Review: Burnt

Bradley Cooper as a rebel chef who wears a leather jacket and rides a motorcyle. Stop laughing, it's actually not horrible!

By Max Weiss. Posted on October 31, 2015, 2:57 pm

-The Weinstein Company

I attended my screening of Burnt with a rather large chip on my shoulder. Based on the trailer alone, I knew that the film was riddled with the worst kind of TV-movie clichés—that Bradley Cooper played a rebel chef with a five o’ clock shadow, a leather jacket, and a motorcycle (a trifecta of clichés!). I also knew that the film was trying to capitalize on the unexpected success of last year’s indie charmer Chef. And I knew that Burnt was yet another story of a jerk (a la Don Draper, House, Steve Jobs, et al) who people want to save because he’s some sort of (in this case, culinary) genius and, oh yeah, ridiculously, ridiculously good looking.

Can we officially put a moratorium on such stories? Is there some sort of petition I can sign?

With that being said, I’m almost embarrassed to admit that I liked Burnt—at least enough to file it under "guilty pleasure." Yes, the aforementioned clichés are all intact—in some cases worse than I’d even feared. But thanks to Bradley Cooper, who doesn’t seem to realize that he’s in a bad movie, and some incredibly slick direction from John Wells (August: Osage County), Burnt is surprisingly easy to digest.

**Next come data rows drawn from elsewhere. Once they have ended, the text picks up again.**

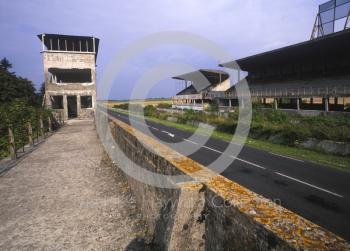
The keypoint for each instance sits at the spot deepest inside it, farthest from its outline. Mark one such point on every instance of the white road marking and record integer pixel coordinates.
(256, 165)
(287, 157)
(212, 149)
(310, 185)
(248, 162)
(170, 134)
(190, 141)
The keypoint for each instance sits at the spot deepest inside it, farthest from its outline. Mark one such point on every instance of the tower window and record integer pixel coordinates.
(57, 102)
(86, 101)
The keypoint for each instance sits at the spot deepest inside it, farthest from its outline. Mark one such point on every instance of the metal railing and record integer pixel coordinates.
(333, 91)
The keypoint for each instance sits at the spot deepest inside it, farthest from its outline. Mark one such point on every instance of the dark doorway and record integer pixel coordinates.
(72, 106)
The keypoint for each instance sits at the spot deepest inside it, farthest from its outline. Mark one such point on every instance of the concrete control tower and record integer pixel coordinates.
(70, 74)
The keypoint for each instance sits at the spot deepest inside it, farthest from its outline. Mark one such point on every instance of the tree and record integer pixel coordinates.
(5, 64)
(14, 87)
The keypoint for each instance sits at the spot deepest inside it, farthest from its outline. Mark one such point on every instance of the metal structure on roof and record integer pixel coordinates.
(329, 48)
(69, 43)
(332, 16)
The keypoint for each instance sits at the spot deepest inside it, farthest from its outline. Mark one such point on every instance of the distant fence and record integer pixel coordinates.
(16, 137)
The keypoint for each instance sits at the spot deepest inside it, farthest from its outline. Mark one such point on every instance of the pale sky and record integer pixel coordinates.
(242, 27)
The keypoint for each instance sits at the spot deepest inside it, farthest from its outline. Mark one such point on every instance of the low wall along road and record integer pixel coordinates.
(214, 213)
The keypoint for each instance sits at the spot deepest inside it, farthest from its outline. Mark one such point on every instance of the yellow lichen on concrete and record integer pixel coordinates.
(297, 231)
(287, 225)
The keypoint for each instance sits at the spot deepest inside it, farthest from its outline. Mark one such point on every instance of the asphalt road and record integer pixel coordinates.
(319, 194)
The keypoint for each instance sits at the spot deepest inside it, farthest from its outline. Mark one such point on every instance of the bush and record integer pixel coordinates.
(164, 106)
(213, 107)
(150, 111)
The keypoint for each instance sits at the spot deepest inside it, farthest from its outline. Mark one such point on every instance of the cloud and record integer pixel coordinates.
(241, 27)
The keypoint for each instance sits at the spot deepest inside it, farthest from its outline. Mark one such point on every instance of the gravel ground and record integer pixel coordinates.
(67, 196)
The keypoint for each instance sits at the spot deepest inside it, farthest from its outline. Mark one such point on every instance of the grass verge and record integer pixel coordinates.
(325, 159)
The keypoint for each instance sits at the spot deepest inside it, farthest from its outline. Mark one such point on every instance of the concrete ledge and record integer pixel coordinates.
(224, 214)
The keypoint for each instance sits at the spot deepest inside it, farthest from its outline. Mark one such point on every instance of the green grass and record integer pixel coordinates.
(325, 159)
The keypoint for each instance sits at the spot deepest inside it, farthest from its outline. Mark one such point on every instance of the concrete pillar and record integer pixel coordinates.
(298, 104)
(326, 104)
(276, 103)
(12, 144)
(65, 107)
(78, 106)
(30, 133)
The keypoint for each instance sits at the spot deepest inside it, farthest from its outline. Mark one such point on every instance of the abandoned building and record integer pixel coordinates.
(70, 74)
(198, 87)
(312, 75)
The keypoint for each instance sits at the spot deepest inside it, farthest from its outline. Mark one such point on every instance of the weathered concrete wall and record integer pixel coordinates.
(70, 60)
(210, 212)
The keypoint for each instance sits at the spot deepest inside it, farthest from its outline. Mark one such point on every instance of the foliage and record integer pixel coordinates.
(164, 106)
(213, 107)
(13, 87)
(19, 104)
(150, 111)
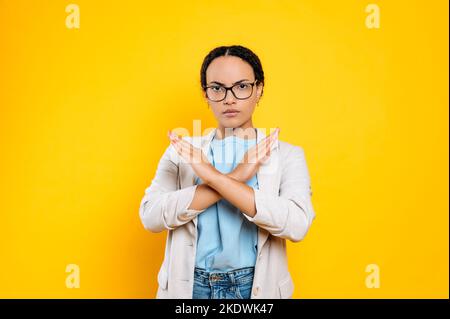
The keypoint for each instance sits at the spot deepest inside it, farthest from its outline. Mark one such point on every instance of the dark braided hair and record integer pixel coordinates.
(234, 50)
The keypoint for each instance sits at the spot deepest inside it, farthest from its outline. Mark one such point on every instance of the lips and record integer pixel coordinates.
(230, 113)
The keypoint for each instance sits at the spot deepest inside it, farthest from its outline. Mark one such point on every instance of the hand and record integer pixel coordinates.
(254, 157)
(193, 156)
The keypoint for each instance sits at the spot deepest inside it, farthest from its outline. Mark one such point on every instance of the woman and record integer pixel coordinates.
(231, 198)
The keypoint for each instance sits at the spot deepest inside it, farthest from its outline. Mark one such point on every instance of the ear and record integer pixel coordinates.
(259, 90)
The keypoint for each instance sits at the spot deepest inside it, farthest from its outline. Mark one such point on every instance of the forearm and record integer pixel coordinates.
(206, 196)
(239, 194)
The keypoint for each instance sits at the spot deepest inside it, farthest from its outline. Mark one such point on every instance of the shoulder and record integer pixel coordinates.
(288, 150)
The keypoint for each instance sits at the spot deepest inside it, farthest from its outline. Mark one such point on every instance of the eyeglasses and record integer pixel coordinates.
(241, 91)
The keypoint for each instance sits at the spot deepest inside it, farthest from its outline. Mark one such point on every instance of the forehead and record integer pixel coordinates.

Cooper plays an American chef named Adam Jones who was a kind of enfant terrible celebrity in Paris before he screwed it all up by being too much of a womanizing, pill-popping, irresponsible drunk. After serving a self-imposed penance of shucking a million oysters in New Orleans, Jones heads to London where he hopes to redeem his good name and earn his coveted third Michelin star. We’re supposed to think that Jones is somehow humbled, but he still acts like a bossy and abusive jerk—and yet people indulge him. In one truly ill-advised scene, he physically assaults a female sous chef (Sienna Miller)—and not only does she continue to work for him, she and Jones become romantically involved. (Indeed, everyone who meets Jones seems to fall for him—including Daniel Brühl as the uptight owner of the restaurant where Jones is head chef.)

As food porn goes, Burnt is surprisingly less appetizing than the likes of Chef and Big Night (which Burnt explicitly nods to at one point), partly because we’re in the realm of true haute cuisine here. The food is gorgeous, lovingly plated, but it’s more fancy than mouthwatering. What’s more, for a foodie film there are extremely few scenes of people tasting Jones’ food and dissolving into rapturous puddles of ecstasy, a veritable staple of the genre.

The excellent supporting cast, including Emma Thompson as the therapist Jones is forced to see, Omar Sy as an old French colleague Jones recruits for the new restaurant, and Uma Thurman in a near-cameo as a food critic, are mostly wasted. (At least Sy affords Cooper the opportunity to speak a lot of French. Oui to that. ) As a hardcore fan of The Americans, I was pleasantly surprised to see Matthew Rhys in a colorful performance (there’s a fussy mustache involved) as a rival chef who keeps Jones on his toes.

Mostly, I thought Burnt was ridiculous. And yet I cannot tell a lie. Its familiar beats, comely cast, and lively kitchen montages entertained me. My hunch is that you’ll probably feel the same way. Something along the lines of: “Man, that was a dumb movie. So why did I enjoy it so much?”

Max Weiss is the managing editor of Baltimore and a film and pop culture critic.